Joyce loved children and had a natural, unmistakable gift with them. She delighted in each of her 23 grandchildren and two great grandchildren — Jordan, Lauren, Cordelia, Emily (Veronica), Nick (Emily), Erin (Patrick), Noah, Sophie (Nick (Eloise, Ian)), Aidan, Ingrid, Bridget (Kevin), Danny, Clay, Brendan, Claire, Ryan, Ben, Luke, Drew, Nate, Lena, Nellie, and Vera—and embraced her role as “Granny” with humor, warmth, and full presence.
Her love extended beyond people to the natural world. She was a true environmentalist long before she would have used that term. She protected wildlife habitats because it mattered to her. She especially loved birds, but also animals more broadly, finding a quiet joy in watching and preserving their place. Music was another constant. She filled her home with it throughout her life, weaving it into the rhythm of family life. She also enjoyed classic cars, books, and following sports—often through the steady voice of talk radio, another form of rhythm in her daily life.
Her faith was steady but honest. “I don’t think God needs perfection,” she said. “I think God needs honesty.” That belief allowed her to live without pretense. She understood something that many miss: “Don’t rush your life. Most of it happens quietly.” It was not resignation—it was recognition.

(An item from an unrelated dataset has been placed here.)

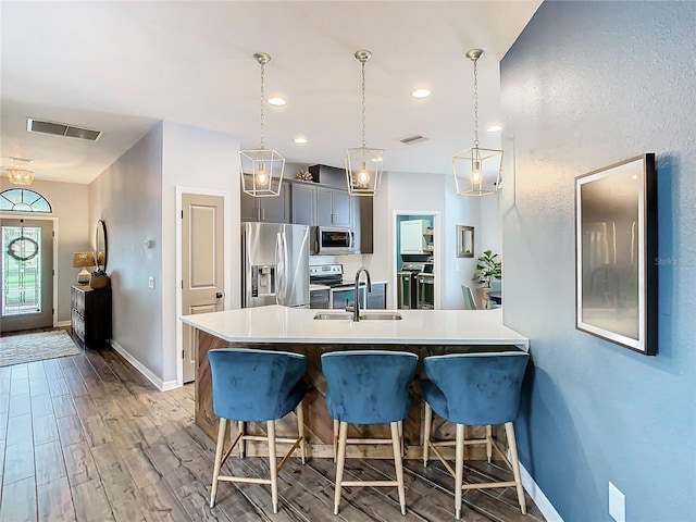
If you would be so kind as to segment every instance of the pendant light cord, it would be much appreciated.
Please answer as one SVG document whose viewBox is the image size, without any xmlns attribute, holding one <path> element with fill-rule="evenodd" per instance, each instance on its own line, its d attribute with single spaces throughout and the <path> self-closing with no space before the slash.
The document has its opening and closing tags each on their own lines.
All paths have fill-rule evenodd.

To her children, she made something unmistakably clear: “You were never a burden. You were my life.” She taught them to love fully, forgive freely, show up when it mattered, and to keep their sense of humor even when circumstances suggested otherwise. To her grandchildren, she offered something equally simple and lasting: “Pay attention. Be kind. Learn to sit still sometimes.” It was not instruction for a moment, but for a lifetime.
Joyce was preceded in death by her husband, her brothers Richard (“Dick”) and James (“Jim”), and her parents. She is survived by her children, her grandchildren and great grandchildren, her beloved sister Judy, and a wide extended family that continues to grow from the foundation she helped build.
Calling will be held Tuesday, May 19, from 3:00 to 7:00 p.m. at Leppert Mortuary, 740 East 86th Street, Indianapolis, Indiana. A Funeral Mass will be celebrated Wednesday, May 20, at 10:00 a.m. at Immaculate Heart of Mary, 5692 Central Avenue, Indianapolis. Interment will follow at Catholic Cemetery, 3500 Lake Avenue, Fort Wayne, Indiana, where she will be laid to rest alongside Paul.
Her most simple wisdom remains as clear and practical as ever: “If you love each other and keep your sense of humor, you’ll be all right.” And in the spirit of how she lived, her family suggests intentionally doing something small yet consistent over time. Cast seeds where they may grow. Be present and love those in your community. Be “there” for someone without being asked. Donate time or treasure to a charitable organization focused on nature. Do something and remember her when you do it. It would make her smile.